The branch factor (bf) describing the refinement is the same for all spatial directions and for all trees of the grid. In the example below, the implemented value is ​​2 and 3. A mesh refinement necessarily generates all the daughters (in 3D, bf=2: 8).

Fig. 3: These diagrams describe the decomposition tree of rectilinear grid and its result on the right. The coarse grid mesh is framed in red (level 0). The children cells resulting from the refinement of the coarse cell are framed in orange (level 1). The number of daughter cells is always equal to the branch factor raised to the value of the spatial dimension. The results of two refined stitches are shown in yellow (level 2). The numbers in black indicate the course index of the daughter stitches. Note that a value has been attributed to a coarse cell.

The case of a rectilinear grid reduced to only one refined tree, in 3D with bf=2 describes an octree.

A value of type, masked, or not masked, can be positioned on each cells. If a coarse cell is masked, its daughters are treated as such (although this is not explicitly so!).

In this representation, the coarse meshes are explicitly described and will carry a value for all the defined fields of values. For a controlled memory overhead (i.e. 3D, bf=2, max overhead 15%), the definition of the coarse cells will be used in order to accelerate the filters execution.

The value fields are given in the center of the cells (leaf or coarse). In this representation, it is not possible to define values ​​at points.

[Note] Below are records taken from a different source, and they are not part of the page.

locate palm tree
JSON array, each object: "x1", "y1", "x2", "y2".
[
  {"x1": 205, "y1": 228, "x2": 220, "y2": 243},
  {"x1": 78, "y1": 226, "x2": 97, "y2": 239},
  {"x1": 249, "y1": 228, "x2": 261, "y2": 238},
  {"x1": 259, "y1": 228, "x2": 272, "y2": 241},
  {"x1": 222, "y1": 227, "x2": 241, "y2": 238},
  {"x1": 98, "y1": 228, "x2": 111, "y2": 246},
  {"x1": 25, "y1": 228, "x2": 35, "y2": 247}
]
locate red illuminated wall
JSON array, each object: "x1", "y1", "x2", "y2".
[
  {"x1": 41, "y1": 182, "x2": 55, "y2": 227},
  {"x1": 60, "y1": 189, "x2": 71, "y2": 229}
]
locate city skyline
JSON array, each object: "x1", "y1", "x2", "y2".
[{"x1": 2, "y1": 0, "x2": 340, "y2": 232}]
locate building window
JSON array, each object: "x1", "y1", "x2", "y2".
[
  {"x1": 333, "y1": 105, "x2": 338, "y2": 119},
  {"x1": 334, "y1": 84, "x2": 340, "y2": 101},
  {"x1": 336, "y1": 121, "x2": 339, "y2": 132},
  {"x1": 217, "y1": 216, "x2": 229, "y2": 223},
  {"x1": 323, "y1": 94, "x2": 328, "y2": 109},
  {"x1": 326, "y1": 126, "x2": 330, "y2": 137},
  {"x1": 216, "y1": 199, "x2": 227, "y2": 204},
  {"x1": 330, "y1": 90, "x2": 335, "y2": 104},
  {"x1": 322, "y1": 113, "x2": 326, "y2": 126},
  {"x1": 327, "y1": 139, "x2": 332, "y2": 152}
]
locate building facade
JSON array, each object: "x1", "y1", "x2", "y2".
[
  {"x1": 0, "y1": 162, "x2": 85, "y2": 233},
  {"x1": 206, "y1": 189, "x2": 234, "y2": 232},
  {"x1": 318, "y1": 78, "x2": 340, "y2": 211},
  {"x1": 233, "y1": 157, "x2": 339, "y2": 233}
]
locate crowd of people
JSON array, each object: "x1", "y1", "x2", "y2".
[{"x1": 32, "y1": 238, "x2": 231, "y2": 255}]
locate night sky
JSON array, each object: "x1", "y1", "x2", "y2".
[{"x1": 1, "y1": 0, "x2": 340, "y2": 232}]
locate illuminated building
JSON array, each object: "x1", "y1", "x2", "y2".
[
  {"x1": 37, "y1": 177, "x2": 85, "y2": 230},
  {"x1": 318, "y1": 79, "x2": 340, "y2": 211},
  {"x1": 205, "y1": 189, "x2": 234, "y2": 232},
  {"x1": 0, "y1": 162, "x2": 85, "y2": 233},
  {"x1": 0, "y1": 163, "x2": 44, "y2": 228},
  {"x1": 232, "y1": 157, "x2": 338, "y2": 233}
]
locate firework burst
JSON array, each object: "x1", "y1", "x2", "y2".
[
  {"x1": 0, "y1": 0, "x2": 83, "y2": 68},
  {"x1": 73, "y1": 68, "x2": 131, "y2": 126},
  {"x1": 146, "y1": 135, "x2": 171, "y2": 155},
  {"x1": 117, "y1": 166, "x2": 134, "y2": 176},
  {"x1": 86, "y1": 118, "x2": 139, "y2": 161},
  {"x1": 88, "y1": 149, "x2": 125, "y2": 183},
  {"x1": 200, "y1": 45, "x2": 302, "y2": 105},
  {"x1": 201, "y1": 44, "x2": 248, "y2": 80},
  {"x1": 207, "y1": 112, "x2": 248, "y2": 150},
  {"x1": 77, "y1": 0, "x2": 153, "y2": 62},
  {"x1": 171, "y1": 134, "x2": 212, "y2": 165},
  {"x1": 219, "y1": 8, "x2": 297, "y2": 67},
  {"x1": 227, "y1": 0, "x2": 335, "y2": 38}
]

A filter computes, through an operator, the value associated with a coarse cell with respect to the value of its children.

The navigation through this representation is facilitated by specific iterators for cells: the cursors and the super-cursors. Cursors are associated to the information access on the current cell as well as to traversal services. The super-cursors add informations on neighboring meshes according to two patterns: Von Neuman (i.e. 3D, 6 neighbors) or Moore (i.e. 3D, 26 neighbors). The cost of traversing a mesh is directly linked to the complexity of the cursor / super-cursor selected.

On the HTG, it is possible to define:

  • an indirection table dissociating how to build the HTG and the values ​​associated with each cell;
  • sub-cell informations making it possible to describe an interface.

The use of this representation requires some logic:

  • choose to keep the mesh as input and only redefine the mask (as the threshold filter);
  • decide to stay as long as possible in this representation (as the cut axis filter which returns a 2D HTG);
  • select the most suitable cursor (as coarse evaluate filter);
  • opt for a two-pass construction: a quick preset cursor before using a expensive super-cursor (as the iso-contour filter).

For the moment, the parallel distribution on servers is based on the filter of ghosts cells generation which considers that the distribution is based on the unique and complete distribution of each of the trees. This is a requirement for the HTG construction, otherwise, veiled artifacts will appear under certain conditions.

We propose to present the HyperTreeGrid representation through a serie of articles starting with the base, i.e. the construction of a mesh. The examples will be given in the form of Python instructions, easily transcribed into compiled language. The advantage of Python is to accelerate learning through experimentation.